# New Guy! what gear do I need?



## piperpilot3tk (Feb 2, 2012)

Hello, I have been reading this site for a few weeks and finally joined.

I am not new to hunting, but I am new to predator hunting. So I need advice on gear and techinques. I am looking at buying a FoxPro caller, and I have narrowed it down to the Fury and the CS-24B. As far as rifles go I have several rifles to chose from, including several ARs and bolt actions. If you had a choice between an AR and a Tikka T3 .25-06 which would you use?

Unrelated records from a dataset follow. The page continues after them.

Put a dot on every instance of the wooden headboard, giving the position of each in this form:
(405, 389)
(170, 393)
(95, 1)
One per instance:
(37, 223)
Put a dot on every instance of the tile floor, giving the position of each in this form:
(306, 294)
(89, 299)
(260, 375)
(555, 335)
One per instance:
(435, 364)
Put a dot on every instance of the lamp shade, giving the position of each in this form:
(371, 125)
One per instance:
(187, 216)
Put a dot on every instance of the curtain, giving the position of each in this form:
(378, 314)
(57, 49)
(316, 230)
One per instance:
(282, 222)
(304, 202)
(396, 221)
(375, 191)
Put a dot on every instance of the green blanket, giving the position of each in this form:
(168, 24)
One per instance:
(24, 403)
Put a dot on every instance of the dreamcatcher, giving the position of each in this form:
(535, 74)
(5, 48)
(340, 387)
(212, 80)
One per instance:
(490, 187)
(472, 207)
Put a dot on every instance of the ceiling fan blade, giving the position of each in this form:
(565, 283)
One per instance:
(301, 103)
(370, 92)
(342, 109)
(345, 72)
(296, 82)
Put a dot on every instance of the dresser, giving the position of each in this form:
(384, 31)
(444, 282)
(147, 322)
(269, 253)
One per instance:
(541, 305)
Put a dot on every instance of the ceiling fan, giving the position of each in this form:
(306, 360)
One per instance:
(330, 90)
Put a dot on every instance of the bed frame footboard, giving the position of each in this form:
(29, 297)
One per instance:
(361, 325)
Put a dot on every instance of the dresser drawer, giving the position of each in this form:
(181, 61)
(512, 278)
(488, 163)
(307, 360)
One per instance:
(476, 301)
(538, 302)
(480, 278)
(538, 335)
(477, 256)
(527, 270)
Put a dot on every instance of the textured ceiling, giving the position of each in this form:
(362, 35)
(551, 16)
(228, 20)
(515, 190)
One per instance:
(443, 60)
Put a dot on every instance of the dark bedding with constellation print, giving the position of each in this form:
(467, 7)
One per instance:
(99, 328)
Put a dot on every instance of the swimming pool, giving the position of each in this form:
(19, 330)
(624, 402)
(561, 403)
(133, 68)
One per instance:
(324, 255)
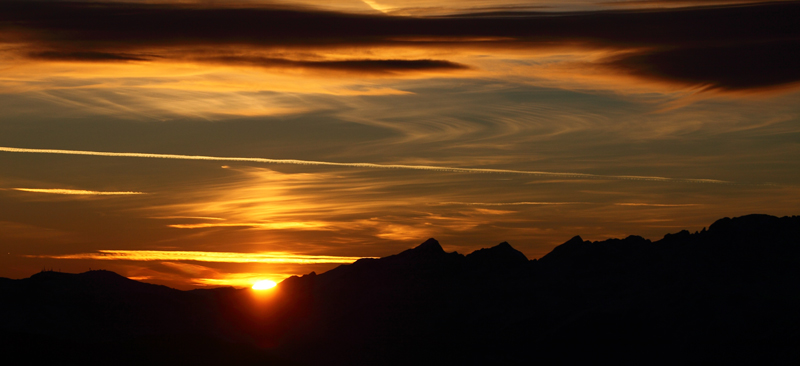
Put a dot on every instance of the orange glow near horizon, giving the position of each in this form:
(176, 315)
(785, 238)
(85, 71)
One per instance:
(217, 257)
(264, 285)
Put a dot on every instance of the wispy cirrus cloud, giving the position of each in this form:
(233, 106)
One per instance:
(711, 49)
(200, 256)
(362, 165)
(77, 192)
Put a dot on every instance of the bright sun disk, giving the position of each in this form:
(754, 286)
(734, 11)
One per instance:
(264, 285)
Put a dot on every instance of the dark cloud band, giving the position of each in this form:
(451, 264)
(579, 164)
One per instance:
(730, 47)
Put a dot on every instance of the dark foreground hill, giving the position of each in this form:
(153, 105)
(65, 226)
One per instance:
(729, 294)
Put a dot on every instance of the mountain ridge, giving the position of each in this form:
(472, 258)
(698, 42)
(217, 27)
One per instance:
(715, 295)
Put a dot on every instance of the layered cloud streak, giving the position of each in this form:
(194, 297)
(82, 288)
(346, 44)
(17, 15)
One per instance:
(730, 48)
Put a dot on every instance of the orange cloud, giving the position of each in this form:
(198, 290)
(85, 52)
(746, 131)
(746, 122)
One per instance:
(218, 257)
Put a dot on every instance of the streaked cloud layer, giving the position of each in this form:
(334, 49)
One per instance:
(357, 165)
(219, 257)
(222, 143)
(79, 192)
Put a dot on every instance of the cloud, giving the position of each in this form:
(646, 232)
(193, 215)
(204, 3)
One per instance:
(725, 48)
(347, 66)
(79, 192)
(198, 256)
(362, 165)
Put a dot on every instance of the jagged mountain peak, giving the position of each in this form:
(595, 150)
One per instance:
(500, 254)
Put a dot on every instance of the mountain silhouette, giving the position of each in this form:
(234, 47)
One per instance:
(728, 294)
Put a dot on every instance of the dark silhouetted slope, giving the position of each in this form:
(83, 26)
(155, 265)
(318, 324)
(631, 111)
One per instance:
(728, 294)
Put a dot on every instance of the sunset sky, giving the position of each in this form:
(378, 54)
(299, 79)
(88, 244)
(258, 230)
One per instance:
(208, 143)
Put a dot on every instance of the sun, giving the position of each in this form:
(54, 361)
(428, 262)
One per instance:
(264, 285)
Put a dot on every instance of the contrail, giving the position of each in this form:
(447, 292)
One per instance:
(361, 165)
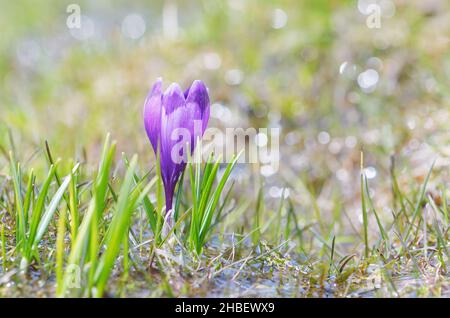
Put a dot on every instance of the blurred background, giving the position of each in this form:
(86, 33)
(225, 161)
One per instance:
(332, 75)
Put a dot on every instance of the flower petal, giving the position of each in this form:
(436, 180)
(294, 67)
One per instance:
(198, 100)
(152, 114)
(173, 98)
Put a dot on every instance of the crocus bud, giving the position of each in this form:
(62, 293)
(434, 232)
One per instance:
(171, 119)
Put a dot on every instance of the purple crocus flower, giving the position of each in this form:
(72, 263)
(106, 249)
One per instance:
(171, 119)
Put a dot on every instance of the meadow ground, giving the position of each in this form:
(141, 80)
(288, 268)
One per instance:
(358, 206)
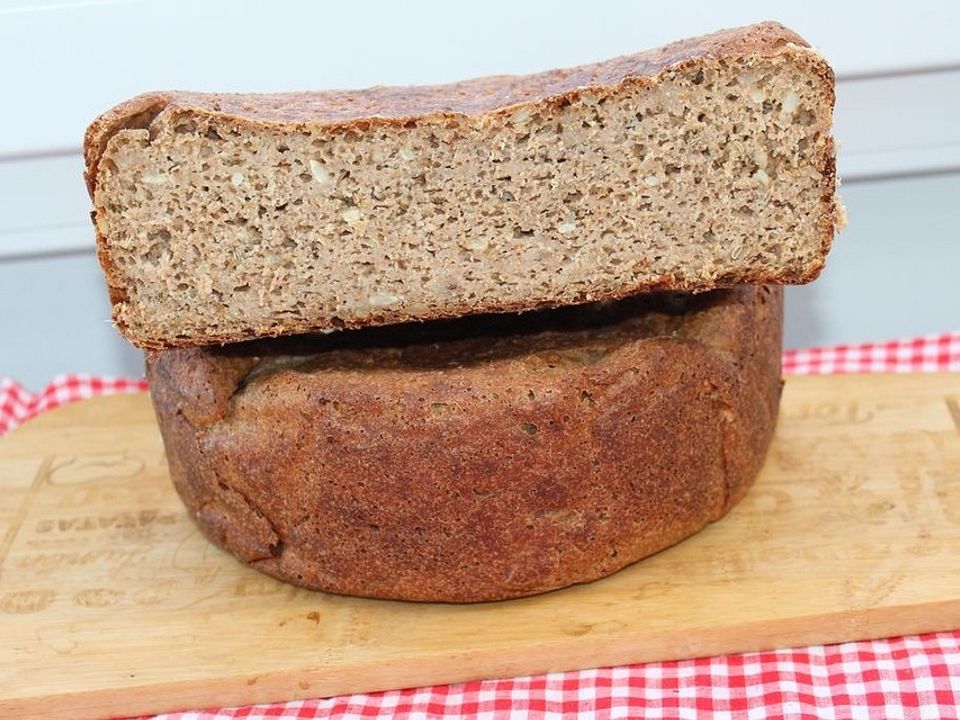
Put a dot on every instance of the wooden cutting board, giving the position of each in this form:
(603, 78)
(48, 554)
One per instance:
(111, 603)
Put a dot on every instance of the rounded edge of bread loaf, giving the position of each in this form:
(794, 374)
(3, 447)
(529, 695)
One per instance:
(419, 490)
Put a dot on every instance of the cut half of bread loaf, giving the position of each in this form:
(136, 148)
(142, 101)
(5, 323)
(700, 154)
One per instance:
(480, 458)
(706, 163)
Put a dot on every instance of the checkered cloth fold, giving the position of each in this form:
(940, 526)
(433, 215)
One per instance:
(898, 678)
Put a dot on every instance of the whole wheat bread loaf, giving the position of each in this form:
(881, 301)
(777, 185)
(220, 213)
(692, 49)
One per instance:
(706, 163)
(475, 459)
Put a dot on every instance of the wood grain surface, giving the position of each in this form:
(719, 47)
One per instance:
(112, 604)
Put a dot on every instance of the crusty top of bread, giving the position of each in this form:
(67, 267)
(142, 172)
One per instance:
(480, 458)
(435, 103)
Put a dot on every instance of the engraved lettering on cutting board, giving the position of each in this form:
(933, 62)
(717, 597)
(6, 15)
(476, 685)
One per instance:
(849, 413)
(42, 476)
(97, 597)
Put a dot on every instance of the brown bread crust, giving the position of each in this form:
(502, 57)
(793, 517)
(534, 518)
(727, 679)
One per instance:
(478, 459)
(488, 98)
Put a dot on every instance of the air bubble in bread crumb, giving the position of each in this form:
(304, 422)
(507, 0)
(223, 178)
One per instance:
(155, 179)
(790, 103)
(319, 172)
(352, 215)
(383, 299)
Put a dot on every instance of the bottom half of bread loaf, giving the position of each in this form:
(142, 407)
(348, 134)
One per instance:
(478, 459)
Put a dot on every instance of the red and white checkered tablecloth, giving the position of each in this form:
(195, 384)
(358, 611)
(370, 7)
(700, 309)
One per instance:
(907, 677)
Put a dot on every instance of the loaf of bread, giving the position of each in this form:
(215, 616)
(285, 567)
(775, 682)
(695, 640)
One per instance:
(707, 163)
(476, 459)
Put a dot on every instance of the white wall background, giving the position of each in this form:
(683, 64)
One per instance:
(891, 274)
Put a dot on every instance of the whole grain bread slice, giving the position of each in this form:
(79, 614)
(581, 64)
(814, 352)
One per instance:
(703, 164)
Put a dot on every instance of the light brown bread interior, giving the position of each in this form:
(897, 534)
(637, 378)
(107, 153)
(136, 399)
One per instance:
(706, 164)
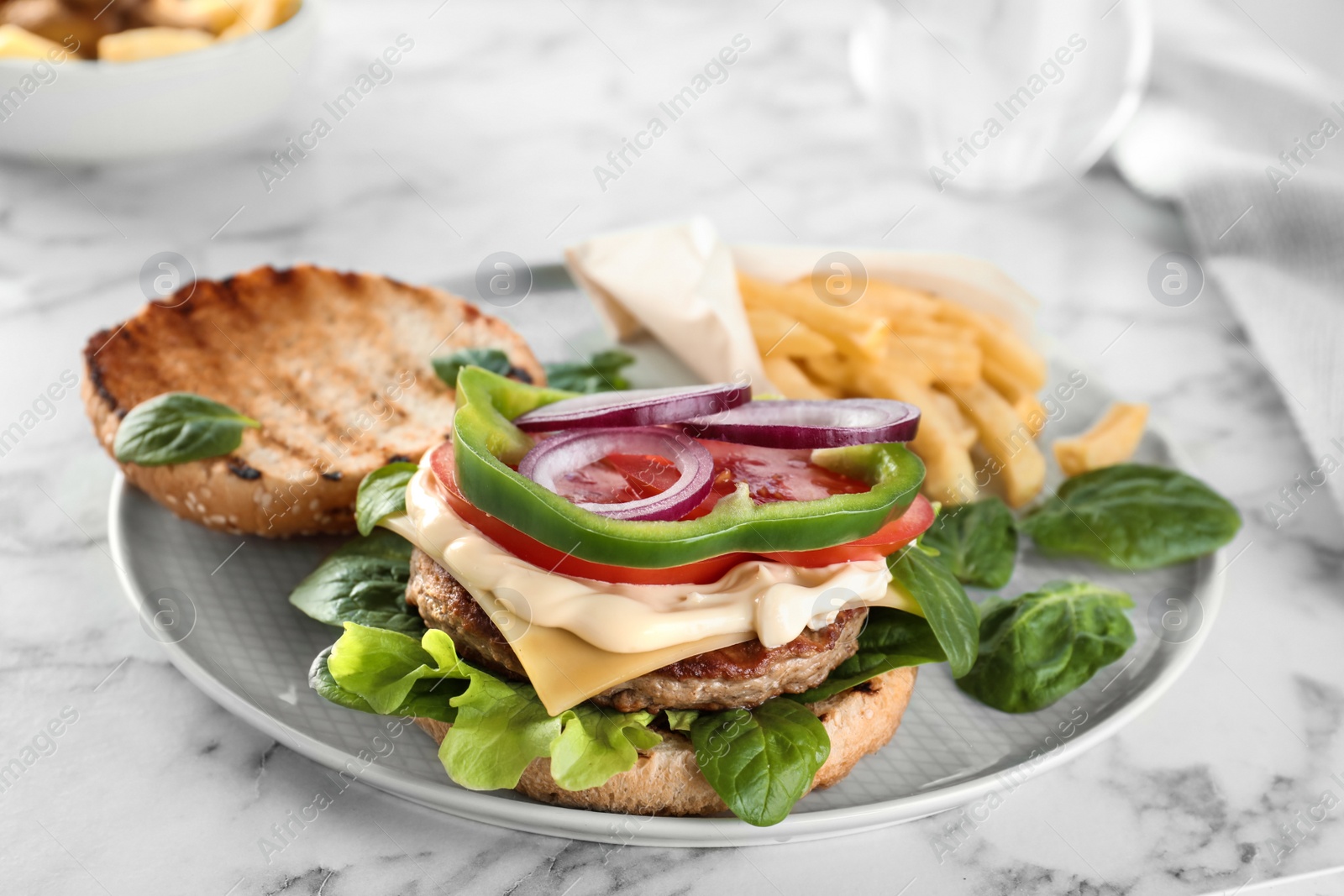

I live in S.E. Georgia and while I have seen packs of coyotes in several different areas, I dont know what the population density is, and I dont know how successful my coyote hunitng will be but I will definately give it a go. If the coyotes dont work out there are lots of bobcats, raccoons, fox and pigs to shoot! I look forward to learning from all of you.

Mike.


----------



## Mattuk (Oct 16, 2010)

Welcome to PT Mike. I'd get the fury and take out the Tikka.


----------



## youngdon (Mar 10, 2010)

Welcome to the forum piperpilot3tk.

It would depend on the areas you have to hunt, if it would lead to long range(300yds + ) I'd definitly take the Tikka. That 25-06 will reach out and touch them for sure. For short range work a short barreled AR would be more maneuverable and give quicker followups. For really thick and close work a shotgun may be the ticket. As for callers take your pick either of them will do an outstanding job for you.


----------



## piperpilot3tk (Feb 2, 2012)

Thanks guys, great to be here. I should have the guns covered, just have to try some in action and figure out what I prefer I guess. No preferences as to which caller? I feel like the CS-24 may be built better than the Fury and louder, but thee built in cone speaker of the Fury would be nice for pig noises. I have been told that the speaker of the CS-24 actually is capable of producing the low frequency sounds. Anyone ever try the low frequency calls such as pig grunts or bear growls with a horn speaker?


----------



## bones44 (Jan 7, 2011)

Welcome piperpilot3tk ! Sounds like Don has you covered. I'm not familiar with either caller.


----------